Monday, March 2, 2015

Nature Meets Farmboy


Ripping February wind blew across the dry, brown Salt Wells basin.  The grey skies, tinting at times with pink and orange and blue, looked down cold and distant on the dry fields. Mamma cows followed the feeder, first with their big dark eyes when the tractor started, then with their big, bulky, calving-fat bodies, like they hadn't seen food in days.  All of them so hungry, their bodies needing the nourishment for labor or milk.  Their babies hopped and played after them, staying close to those protecting ladies, the source of their warmth, food, and safety.
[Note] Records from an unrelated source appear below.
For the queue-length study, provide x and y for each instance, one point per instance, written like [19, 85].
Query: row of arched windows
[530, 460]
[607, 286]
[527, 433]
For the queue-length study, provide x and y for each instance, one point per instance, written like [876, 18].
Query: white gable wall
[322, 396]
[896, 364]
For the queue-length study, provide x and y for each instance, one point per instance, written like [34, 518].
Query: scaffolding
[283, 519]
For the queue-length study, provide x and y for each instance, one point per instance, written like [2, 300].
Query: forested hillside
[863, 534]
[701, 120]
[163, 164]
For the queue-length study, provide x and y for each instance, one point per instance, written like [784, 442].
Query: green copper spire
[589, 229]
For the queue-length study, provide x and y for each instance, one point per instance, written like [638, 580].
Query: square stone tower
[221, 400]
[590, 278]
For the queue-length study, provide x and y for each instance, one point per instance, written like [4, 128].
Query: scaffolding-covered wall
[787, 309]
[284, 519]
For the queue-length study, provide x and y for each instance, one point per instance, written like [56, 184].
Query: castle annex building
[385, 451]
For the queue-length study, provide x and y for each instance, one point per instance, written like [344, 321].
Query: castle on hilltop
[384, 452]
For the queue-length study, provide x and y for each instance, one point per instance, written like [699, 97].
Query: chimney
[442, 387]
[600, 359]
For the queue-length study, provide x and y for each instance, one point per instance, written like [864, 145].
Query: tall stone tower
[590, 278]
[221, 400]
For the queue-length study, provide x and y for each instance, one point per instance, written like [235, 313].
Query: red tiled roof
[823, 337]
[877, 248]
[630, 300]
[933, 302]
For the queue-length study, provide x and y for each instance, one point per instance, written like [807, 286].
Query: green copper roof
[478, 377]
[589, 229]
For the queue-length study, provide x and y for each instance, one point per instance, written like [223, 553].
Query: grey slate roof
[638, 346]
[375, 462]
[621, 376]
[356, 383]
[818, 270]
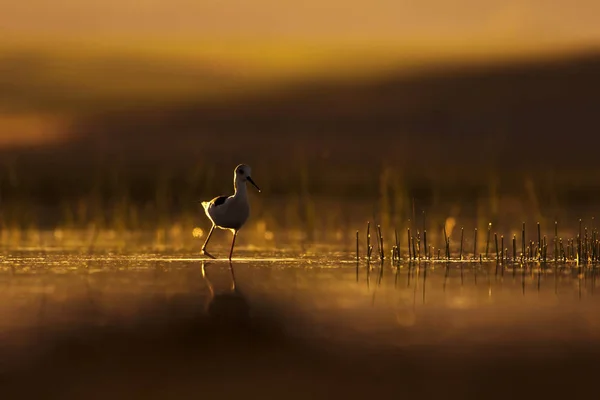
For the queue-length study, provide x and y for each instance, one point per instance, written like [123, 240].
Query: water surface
[175, 325]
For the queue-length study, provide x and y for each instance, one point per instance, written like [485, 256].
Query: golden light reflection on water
[320, 296]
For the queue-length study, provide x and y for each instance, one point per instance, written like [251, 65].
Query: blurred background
[123, 116]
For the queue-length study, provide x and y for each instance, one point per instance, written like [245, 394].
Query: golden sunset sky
[575, 20]
[91, 54]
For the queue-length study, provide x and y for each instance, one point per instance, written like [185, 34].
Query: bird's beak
[252, 182]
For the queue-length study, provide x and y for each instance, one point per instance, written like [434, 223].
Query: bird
[230, 212]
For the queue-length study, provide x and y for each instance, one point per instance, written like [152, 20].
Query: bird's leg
[232, 244]
[232, 276]
[206, 242]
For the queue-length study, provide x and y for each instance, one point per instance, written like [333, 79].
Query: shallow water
[79, 322]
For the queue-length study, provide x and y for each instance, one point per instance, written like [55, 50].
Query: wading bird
[230, 212]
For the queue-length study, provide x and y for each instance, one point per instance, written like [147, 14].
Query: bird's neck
[240, 188]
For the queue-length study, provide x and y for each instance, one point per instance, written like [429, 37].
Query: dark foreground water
[283, 325]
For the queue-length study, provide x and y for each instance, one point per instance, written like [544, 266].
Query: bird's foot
[206, 253]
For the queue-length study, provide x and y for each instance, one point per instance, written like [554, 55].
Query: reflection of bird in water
[229, 307]
[230, 212]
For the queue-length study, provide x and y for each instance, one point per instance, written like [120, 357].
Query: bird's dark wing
[217, 201]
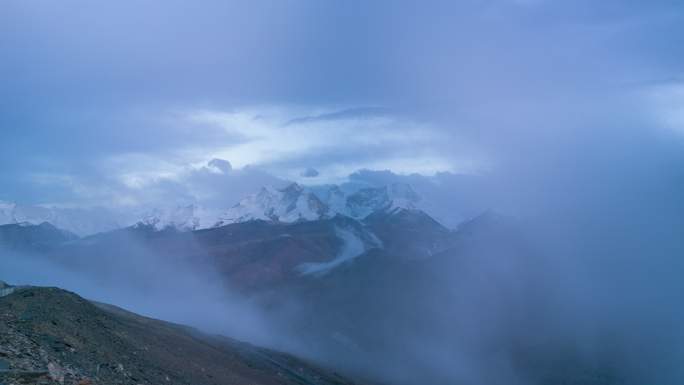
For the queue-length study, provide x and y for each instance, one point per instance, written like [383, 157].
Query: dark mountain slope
[51, 336]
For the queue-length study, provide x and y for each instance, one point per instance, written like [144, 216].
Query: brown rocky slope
[51, 336]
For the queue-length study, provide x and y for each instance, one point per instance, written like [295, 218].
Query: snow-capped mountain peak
[296, 203]
[290, 204]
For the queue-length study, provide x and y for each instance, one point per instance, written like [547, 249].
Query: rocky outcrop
[50, 336]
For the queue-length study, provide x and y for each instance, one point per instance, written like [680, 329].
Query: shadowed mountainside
[51, 336]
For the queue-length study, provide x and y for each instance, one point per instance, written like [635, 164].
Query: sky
[125, 103]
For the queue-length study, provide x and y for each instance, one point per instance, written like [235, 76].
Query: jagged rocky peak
[182, 218]
[295, 202]
[289, 204]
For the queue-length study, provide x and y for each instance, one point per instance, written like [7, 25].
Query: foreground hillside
[51, 336]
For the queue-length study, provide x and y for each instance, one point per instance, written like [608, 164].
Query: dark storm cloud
[83, 84]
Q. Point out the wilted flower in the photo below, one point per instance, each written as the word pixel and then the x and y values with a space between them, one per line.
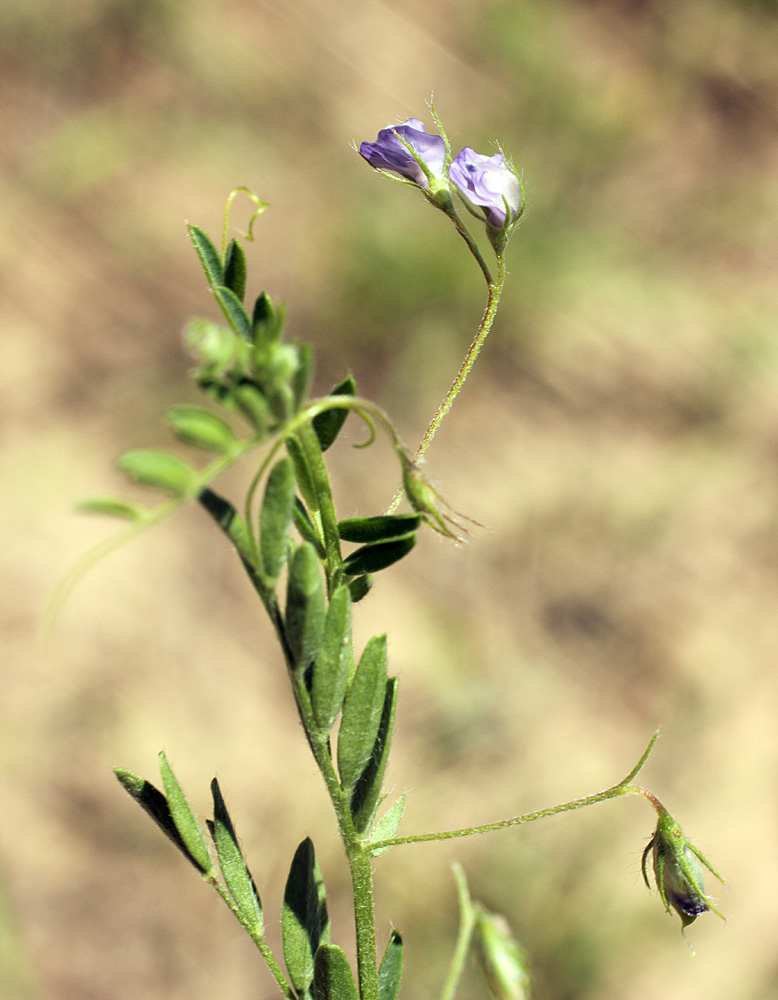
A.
pixel 489 184
pixel 390 152
pixel 677 871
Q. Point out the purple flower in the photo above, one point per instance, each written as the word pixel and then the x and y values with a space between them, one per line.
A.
pixel 389 153
pixel 486 182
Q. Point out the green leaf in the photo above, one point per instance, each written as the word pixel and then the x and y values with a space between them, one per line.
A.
pixel 367 789
pixel 305 606
pixel 152 801
pixel 237 877
pixel 372 558
pixel 216 347
pixel 275 517
pixel 304 919
pixel 113 507
pixel 334 661
pixel 201 428
pixel 184 818
pixel 303 472
pixel 208 254
pixel 329 423
pixel 233 311
pixel 332 975
pixel 362 711
pixel 235 269
pixel 227 518
pixel 360 587
pixel 382 528
pixel 387 826
pixel 391 969
pixel 253 405
pixel 266 322
pixel 301 380
pixel 306 527
pixel 159 469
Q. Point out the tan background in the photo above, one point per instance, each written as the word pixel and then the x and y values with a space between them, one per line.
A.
pixel 619 439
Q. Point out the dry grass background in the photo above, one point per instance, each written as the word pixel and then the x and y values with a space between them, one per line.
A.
pixel 620 440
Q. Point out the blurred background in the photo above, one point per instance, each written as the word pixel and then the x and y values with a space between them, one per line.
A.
pixel 618 438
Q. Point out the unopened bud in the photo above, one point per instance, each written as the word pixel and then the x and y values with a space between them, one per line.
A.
pixel 678 871
pixel 502 960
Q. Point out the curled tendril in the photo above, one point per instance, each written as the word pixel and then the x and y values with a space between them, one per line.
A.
pixel 261 206
pixel 371 427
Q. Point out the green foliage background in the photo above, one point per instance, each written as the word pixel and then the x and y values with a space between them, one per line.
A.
pixel 618 438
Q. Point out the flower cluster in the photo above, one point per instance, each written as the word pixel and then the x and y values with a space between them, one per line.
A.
pixel 488 185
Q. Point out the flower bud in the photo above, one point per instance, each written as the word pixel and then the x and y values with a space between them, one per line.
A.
pixel 677 870
pixel 409 151
pixel 426 500
pixel 502 960
pixel 489 186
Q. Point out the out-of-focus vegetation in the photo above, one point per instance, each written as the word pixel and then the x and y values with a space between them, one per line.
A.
pixel 619 438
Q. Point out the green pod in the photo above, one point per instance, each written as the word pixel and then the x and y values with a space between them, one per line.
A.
pixel 329 423
pixel 303 375
pixel 382 528
pixel 154 803
pixel 208 254
pixel 378 556
pixel 112 507
pixel 159 469
pixel 387 826
pixel 304 919
pixel 252 403
pixel 233 311
pixel 391 969
pixel 237 877
pixel 367 789
pixel 184 818
pixel 267 321
pixel 235 269
pixel 360 587
pixel 228 519
pixel 305 606
pixel 332 975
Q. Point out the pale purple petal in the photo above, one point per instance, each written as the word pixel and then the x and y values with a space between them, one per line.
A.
pixel 487 183
pixel 389 153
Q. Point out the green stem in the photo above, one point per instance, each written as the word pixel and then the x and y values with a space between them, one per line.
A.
pixel 358 856
pixel 492 302
pixel 466 925
pixel 255 936
pixel 362 884
pixel 624 787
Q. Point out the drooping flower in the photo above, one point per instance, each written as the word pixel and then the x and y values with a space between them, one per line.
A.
pixel 490 188
pixel 390 152
pixel 678 871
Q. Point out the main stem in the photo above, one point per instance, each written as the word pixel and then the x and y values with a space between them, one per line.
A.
pixel 359 860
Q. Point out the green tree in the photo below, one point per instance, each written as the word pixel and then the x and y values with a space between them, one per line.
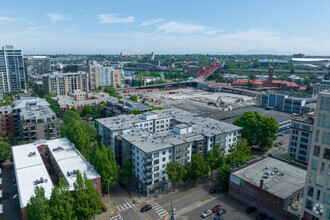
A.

"I've got to go check on that one," Farmboy motioned with his head towards Echo Mountain where a laboring cow lumbered back and forth, tail cocked and back-end tense.  He thought out loud, next, about how the next bit would play out,  "I need to get the side-by-side and take it back up to the house, get some gates, maybe a horse and trailer, got to get the cow where I can help her. . ."

Just then, as an answer before a pleading prayer, Hyrum came down the fields, siblings in tow, all strapped in the needed side-by-side Gator.  Farmboy hopped in, and hurried to check on the cow.  We watched as he gently prodded her across the fields.  We stayed in the warm truck, playing "I Spy" and "Telephone" and waiting.  We wait often-wait in trucks, tractors, at windows.  These kids, they are champion waiters.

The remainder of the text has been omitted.